Here is an idea inspired by Turkey, although I have had the concept before but never seen the full vision till now.
Basically I like haggling, normal shopping is just so boring. Haggling and joking around in markets in places like Turkey and China is so much more fun. Here are the things that I think I like:
- No risk: The items are cheap anyway, you know its a good deal, and you never really wanted it so it doesn't matter if you don't get it.
- Social interactions: Sometimes you make some jokes, sometimes you piss them off but its never neutral, which makes it fun.
- The challenge: It makes buying like a game, you are trying to get the cheapest possible price and ideally both you and the seller feel fulfilled at the end of it.
In the implementation of the grand bazaar website the selling may follow a sequence like this:
- You come in to a themed bazaar, browse around.
- Show your interest in an item, the website offers a ridiculously high price (if you accept you are a bit stupid but we wont complain)
- Then you are given several options, give a lower price, make some comment like "that's ridiculous" or "I found it cheaper the other day", or obviously walk away.
- The shop then either decides to lower the price, or gives some other comment. Take a lot of pictures of shop keepers from authentic bazaars so you can give some more character to the interactions.
Variable Pricing
In the Business to Business world quite a lot of pricing is variable but in the consumer world the trend has been to go towards fixed pricing in developed countries. This has the benefit that it reduces the perceived risk for the buyer and also decreases the hassle invovled in shopping. But this idea is about putting the pain and the fun back into shopping.
Economically fixed pricing is inefficient. Lets say we have variable pricing where some goods sell 20% below cost price and others sell 100% above. The people that have the money and value that good highly would haggle less and pay the higher price, the people that value it less and can afford less with haggle more and pay less. Assuming everyone is rational no one looses (big assumption). Obviously the possibility of getting it below cost price might be a good driving factor for people to take part.
Game Based Selling
I am not sure how you would do this without variable pricing but involving some kind of game to buy something might be a good idea outside the negotiation game.
Complications
There are some obvious ones, kind of boring to consider but I think there is an idea here even with them. a) Not sure what percentage of people like haggling, might be small in the UK. b) Hard/Impossible to use this idea for goods that are sold in a normal way on other websites, because all rational users would try to at least undercut that price. c) Unlike in real life there are no pressures for someone to close the deal and buy a product, in real bazaars you cant walk away after you say you want something (even though sometimes you want to), this means people can test out the system for ever and get the best price. d) Because of b) you will have to solve 2 problems, firstly find goods to sell and then try to sell them in this interesting way, however I think just going for a few weeks in Turkey or China (or other places) will get you more than enough relatively unique goods.
Does it already exist?
Since last time I should have really checked, I did a quick Google search. There seems to be a lot of academic papers on it, so its obviously a good idea ;-). As far as I saw there were no good implementations of it.
Extention
Kind off obvious: you could make an ebay, peer to peer product exchange using this mechanism. This has a big chicken/egg, double network problem so would be crazy to go down from the offset but maybe it has potential.
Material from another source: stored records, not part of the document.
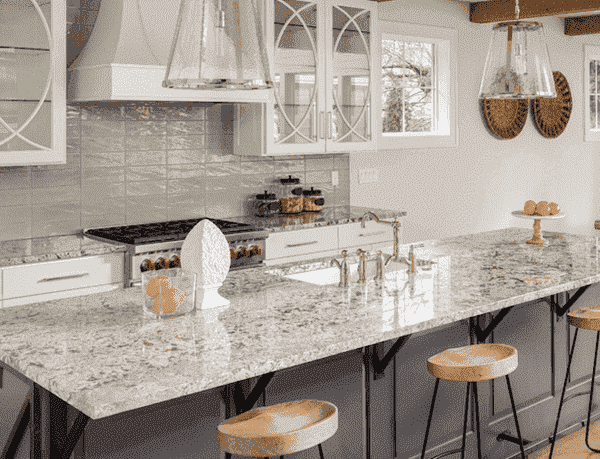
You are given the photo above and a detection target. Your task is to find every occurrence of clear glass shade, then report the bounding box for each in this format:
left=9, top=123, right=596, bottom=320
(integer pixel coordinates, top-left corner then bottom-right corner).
left=163, top=0, right=273, bottom=90
left=479, top=21, right=556, bottom=99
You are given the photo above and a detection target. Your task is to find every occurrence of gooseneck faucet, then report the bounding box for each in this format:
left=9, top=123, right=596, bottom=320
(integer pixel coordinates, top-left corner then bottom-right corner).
left=330, top=250, right=349, bottom=287
left=360, top=212, right=402, bottom=265
left=356, top=249, right=367, bottom=282
left=360, top=212, right=431, bottom=273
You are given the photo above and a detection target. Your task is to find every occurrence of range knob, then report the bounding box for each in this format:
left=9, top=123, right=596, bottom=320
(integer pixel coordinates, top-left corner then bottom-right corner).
left=140, top=258, right=156, bottom=272
left=154, top=257, right=171, bottom=270
left=169, top=255, right=181, bottom=268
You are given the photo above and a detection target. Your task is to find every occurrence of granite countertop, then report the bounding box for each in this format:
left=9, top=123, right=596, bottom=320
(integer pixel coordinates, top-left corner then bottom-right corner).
left=0, top=234, right=125, bottom=268
left=235, top=206, right=406, bottom=233
left=0, top=228, right=600, bottom=419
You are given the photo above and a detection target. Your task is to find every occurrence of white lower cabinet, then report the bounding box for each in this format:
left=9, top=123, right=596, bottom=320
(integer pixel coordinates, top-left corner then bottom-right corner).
left=265, top=226, right=338, bottom=265
left=338, top=222, right=402, bottom=250
left=2, top=253, right=124, bottom=308
left=265, top=220, right=402, bottom=266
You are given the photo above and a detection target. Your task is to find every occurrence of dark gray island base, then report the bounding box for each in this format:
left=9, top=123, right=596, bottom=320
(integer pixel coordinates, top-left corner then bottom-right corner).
left=0, top=228, right=600, bottom=459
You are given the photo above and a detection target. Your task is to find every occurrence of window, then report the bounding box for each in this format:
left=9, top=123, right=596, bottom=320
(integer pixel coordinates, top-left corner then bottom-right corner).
left=377, top=21, right=458, bottom=149
left=584, top=45, right=600, bottom=142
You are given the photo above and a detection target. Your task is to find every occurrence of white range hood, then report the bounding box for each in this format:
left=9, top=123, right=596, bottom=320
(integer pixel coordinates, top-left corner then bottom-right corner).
left=68, top=0, right=270, bottom=102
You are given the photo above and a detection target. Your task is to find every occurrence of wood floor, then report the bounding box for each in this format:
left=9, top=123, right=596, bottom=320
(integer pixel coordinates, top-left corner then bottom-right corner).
left=527, top=421, right=600, bottom=459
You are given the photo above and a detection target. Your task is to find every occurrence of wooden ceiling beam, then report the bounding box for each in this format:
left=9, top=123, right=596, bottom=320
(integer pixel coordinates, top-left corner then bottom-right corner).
left=469, top=0, right=600, bottom=24
left=565, top=14, right=600, bottom=35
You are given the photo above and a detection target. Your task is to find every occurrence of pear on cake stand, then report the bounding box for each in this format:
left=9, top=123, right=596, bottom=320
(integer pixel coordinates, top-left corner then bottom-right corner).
left=181, top=219, right=231, bottom=310
left=512, top=201, right=565, bottom=245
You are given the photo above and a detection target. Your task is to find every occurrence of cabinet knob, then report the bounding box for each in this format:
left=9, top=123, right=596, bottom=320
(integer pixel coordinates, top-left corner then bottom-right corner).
left=169, top=255, right=181, bottom=268
left=140, top=258, right=156, bottom=272
left=154, top=257, right=171, bottom=269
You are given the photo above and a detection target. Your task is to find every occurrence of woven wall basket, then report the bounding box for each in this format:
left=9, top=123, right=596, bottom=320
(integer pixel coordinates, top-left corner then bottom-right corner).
left=483, top=99, right=529, bottom=140
left=532, top=72, right=573, bottom=139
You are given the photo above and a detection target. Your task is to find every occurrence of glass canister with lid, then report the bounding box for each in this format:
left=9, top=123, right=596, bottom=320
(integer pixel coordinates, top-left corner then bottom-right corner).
left=252, top=190, right=280, bottom=217
left=303, top=187, right=325, bottom=212
left=279, top=175, right=304, bottom=214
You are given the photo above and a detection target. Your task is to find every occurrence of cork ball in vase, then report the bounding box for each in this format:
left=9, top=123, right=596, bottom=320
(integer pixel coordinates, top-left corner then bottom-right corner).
left=181, top=219, right=231, bottom=309
left=535, top=201, right=550, bottom=217
left=523, top=200, right=536, bottom=215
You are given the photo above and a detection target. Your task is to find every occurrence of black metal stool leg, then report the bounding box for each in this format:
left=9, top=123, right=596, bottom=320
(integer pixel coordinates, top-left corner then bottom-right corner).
left=319, top=443, right=325, bottom=459
left=471, top=382, right=482, bottom=459
left=460, top=383, right=471, bottom=459
left=506, top=375, right=525, bottom=459
left=421, top=378, right=440, bottom=459
left=585, top=331, right=600, bottom=453
left=548, top=328, right=579, bottom=459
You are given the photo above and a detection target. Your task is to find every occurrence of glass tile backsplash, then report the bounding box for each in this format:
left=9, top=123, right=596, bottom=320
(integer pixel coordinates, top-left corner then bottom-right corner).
left=0, top=103, right=350, bottom=241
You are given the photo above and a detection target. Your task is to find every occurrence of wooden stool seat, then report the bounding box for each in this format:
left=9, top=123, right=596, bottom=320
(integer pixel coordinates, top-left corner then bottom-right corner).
left=427, top=343, right=518, bottom=382
left=567, top=305, right=600, bottom=331
left=217, top=400, right=338, bottom=458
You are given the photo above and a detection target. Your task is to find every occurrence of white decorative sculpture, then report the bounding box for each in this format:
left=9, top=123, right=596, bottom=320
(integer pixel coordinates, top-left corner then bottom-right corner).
left=181, top=219, right=231, bottom=309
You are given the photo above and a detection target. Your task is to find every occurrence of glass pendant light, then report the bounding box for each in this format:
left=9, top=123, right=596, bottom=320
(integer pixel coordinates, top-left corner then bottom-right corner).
left=479, top=0, right=556, bottom=99
left=163, top=0, right=273, bottom=90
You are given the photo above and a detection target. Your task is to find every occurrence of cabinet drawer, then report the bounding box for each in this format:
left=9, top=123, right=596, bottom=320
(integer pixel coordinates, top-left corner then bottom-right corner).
left=338, top=222, right=401, bottom=250
left=3, top=253, right=123, bottom=300
left=265, top=226, right=338, bottom=260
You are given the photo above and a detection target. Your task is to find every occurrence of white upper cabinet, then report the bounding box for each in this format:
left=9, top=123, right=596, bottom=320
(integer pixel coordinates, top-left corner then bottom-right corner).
left=232, top=0, right=378, bottom=155
left=0, top=0, right=67, bottom=166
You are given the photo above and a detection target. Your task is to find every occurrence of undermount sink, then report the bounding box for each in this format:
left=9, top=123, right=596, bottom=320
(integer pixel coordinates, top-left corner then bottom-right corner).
left=283, top=257, right=408, bottom=285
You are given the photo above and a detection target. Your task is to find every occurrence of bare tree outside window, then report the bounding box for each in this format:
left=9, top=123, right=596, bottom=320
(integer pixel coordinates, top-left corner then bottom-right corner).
left=381, top=40, right=436, bottom=134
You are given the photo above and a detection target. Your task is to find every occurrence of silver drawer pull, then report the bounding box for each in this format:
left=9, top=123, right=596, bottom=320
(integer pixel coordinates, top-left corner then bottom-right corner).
left=358, top=231, right=385, bottom=237
left=37, top=273, right=90, bottom=284
left=286, top=241, right=319, bottom=247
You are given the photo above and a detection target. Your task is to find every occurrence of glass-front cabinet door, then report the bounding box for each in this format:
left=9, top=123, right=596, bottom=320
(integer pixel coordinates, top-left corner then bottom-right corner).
left=325, top=0, right=377, bottom=151
left=0, top=0, right=66, bottom=166
left=266, top=0, right=325, bottom=154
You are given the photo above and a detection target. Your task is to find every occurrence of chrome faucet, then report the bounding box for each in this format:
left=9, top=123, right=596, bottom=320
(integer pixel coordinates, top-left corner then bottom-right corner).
left=330, top=250, right=349, bottom=287
left=356, top=249, right=367, bottom=282
left=399, top=244, right=425, bottom=273
left=360, top=212, right=401, bottom=265
left=375, top=250, right=392, bottom=280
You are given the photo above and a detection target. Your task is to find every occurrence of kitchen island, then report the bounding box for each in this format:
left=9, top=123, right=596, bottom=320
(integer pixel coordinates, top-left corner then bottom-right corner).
left=0, top=228, right=600, bottom=459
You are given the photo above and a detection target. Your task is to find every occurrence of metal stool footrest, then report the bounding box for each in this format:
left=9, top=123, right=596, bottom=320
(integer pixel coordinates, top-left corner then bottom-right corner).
left=430, top=448, right=464, bottom=459
left=496, top=431, right=531, bottom=446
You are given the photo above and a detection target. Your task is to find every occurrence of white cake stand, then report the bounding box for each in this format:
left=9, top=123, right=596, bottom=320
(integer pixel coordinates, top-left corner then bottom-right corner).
left=512, top=210, right=565, bottom=245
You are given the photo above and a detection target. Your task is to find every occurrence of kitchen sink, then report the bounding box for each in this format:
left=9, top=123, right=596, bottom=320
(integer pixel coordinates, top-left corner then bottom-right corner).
left=283, top=260, right=421, bottom=285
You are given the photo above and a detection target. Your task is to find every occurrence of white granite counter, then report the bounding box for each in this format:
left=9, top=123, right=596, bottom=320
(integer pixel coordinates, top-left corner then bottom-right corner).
left=0, top=228, right=600, bottom=419
left=0, top=234, right=125, bottom=268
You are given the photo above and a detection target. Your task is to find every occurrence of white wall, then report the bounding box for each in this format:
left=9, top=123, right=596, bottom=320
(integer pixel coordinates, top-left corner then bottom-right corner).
left=350, top=0, right=600, bottom=243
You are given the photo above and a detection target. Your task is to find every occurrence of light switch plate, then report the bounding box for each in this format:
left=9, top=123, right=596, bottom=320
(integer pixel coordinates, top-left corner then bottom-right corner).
left=358, top=169, right=377, bottom=184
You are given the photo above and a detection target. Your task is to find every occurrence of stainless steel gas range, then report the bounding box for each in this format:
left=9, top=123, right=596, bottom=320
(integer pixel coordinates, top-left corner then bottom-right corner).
left=83, top=218, right=269, bottom=288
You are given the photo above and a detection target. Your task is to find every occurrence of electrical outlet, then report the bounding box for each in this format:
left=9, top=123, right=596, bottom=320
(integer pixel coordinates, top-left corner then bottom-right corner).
left=358, top=169, right=377, bottom=184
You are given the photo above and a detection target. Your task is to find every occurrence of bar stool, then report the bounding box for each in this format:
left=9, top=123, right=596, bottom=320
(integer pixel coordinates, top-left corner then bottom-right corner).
left=548, top=305, right=600, bottom=459
left=217, top=400, right=338, bottom=459
left=421, top=343, right=525, bottom=459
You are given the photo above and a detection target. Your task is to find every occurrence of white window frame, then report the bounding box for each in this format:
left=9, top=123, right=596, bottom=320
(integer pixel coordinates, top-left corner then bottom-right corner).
left=582, top=45, right=600, bottom=142
left=375, top=21, right=458, bottom=150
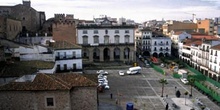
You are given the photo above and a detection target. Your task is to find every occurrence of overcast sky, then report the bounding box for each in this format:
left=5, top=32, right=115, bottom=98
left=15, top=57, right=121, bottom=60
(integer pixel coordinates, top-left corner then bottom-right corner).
left=0, top=0, right=220, bottom=22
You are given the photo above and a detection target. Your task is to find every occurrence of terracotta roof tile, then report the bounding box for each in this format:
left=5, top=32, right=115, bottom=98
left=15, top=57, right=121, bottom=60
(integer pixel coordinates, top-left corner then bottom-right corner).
left=174, top=31, right=184, bottom=35
left=0, top=73, right=97, bottom=91
left=52, top=41, right=82, bottom=50
left=184, top=39, right=202, bottom=46
left=192, top=35, right=219, bottom=40
left=211, top=44, right=220, bottom=50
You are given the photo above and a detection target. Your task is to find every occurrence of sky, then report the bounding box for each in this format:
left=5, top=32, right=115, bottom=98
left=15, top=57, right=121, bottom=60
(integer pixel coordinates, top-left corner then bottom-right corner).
left=0, top=0, right=220, bottom=23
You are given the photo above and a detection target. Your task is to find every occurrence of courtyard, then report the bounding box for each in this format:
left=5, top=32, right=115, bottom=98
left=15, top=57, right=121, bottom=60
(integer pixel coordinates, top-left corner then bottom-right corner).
left=85, top=68, right=220, bottom=110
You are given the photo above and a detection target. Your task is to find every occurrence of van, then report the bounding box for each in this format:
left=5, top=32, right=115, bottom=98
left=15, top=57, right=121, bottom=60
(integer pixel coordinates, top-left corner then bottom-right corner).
left=127, top=66, right=141, bottom=74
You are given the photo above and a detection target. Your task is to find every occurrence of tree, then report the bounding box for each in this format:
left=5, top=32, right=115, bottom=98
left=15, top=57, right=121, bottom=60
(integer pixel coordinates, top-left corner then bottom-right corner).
left=184, top=91, right=188, bottom=105
left=159, top=78, right=168, bottom=97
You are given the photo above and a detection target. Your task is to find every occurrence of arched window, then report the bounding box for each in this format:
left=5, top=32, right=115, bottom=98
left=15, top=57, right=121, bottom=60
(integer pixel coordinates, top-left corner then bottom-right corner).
left=83, top=36, right=88, bottom=44
left=104, top=35, right=109, bottom=44
left=93, top=36, right=99, bottom=43
left=115, top=35, right=120, bottom=44
left=125, top=35, right=130, bottom=43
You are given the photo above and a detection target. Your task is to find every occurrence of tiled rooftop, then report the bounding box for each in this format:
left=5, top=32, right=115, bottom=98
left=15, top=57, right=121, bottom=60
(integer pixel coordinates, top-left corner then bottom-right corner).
left=52, top=41, right=82, bottom=50
left=0, top=73, right=97, bottom=91
left=192, top=35, right=219, bottom=40
left=184, top=39, right=202, bottom=46
left=0, top=61, right=55, bottom=77
left=211, top=44, right=220, bottom=50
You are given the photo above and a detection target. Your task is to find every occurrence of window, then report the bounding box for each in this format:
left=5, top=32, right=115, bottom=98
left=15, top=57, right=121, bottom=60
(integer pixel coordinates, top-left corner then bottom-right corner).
left=93, top=36, right=99, bottom=43
left=83, top=36, right=88, bottom=44
left=105, top=30, right=108, bottom=34
left=104, top=36, right=109, bottom=44
left=115, top=35, right=120, bottom=44
left=83, top=30, right=88, bottom=34
left=115, top=30, right=119, bottom=34
left=94, top=30, right=99, bottom=34
left=125, top=35, right=130, bottom=43
left=73, top=52, right=76, bottom=58
left=46, top=97, right=55, bottom=107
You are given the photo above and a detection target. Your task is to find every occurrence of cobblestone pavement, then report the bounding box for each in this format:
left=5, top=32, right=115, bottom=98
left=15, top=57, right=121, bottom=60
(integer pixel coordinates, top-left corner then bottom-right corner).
left=88, top=68, right=220, bottom=110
Alternatively you could make the algorithm and sell it as an ecommerce solution to other websites, assuming it actually generates more profit for the seller.


3 comments:
Immad, this is an awesome idea.
I'm digging where you're coming from, but I think maybe you're imagining the wrong aspects of the bazaar experience into the virtual world.
What makes it exciting to buy from strangers in a marketplace is the genuine social interaction. And it's something more than just the fact that there's a real person there with you-- telemarketers and tech support are real people, and it's common to joke around with them, but it's still generally not considered a very enjoyable activity to be sold something on the phone.
I think the most essential aspect of a real marketplace that makes it a fundamentally different experience is its real freedom. You're haggling with a person over a price, and it's just up to you two humans to construct that relationship & find what fruits you can in it. You could never reproduce that feeling with a Corporation standing right there dictating the terms.
I don't think that means that the bazaar can't be brought to the internet. In fact I'll give you an example of how it's being brought here: Second Life. I'm not into SL personally, but hundreds of thousands of people are, and it seems like most of what they do with themselves there (besides sex) is sell each other things, for fun. The things are mostly virtual objects, which is a bit strange, but I'll opine that the main reason that people are willing not just to spend money on these things, but to spend so much time buying and selling them to each other, is that Second Life has been able to capture some of that genuine freedom of the bazaar.
I see your point mugojelly. If the negotiations were constructed well enough and the automated process given a personality it might achieve some of the person to person relationship feeling.
SL is a good example, I am not sure how it would scale if we had the seller as a real person responding over IM or something. Anyway, worth considering whether something could be made of it, it would be more fun then normal ecommerce though.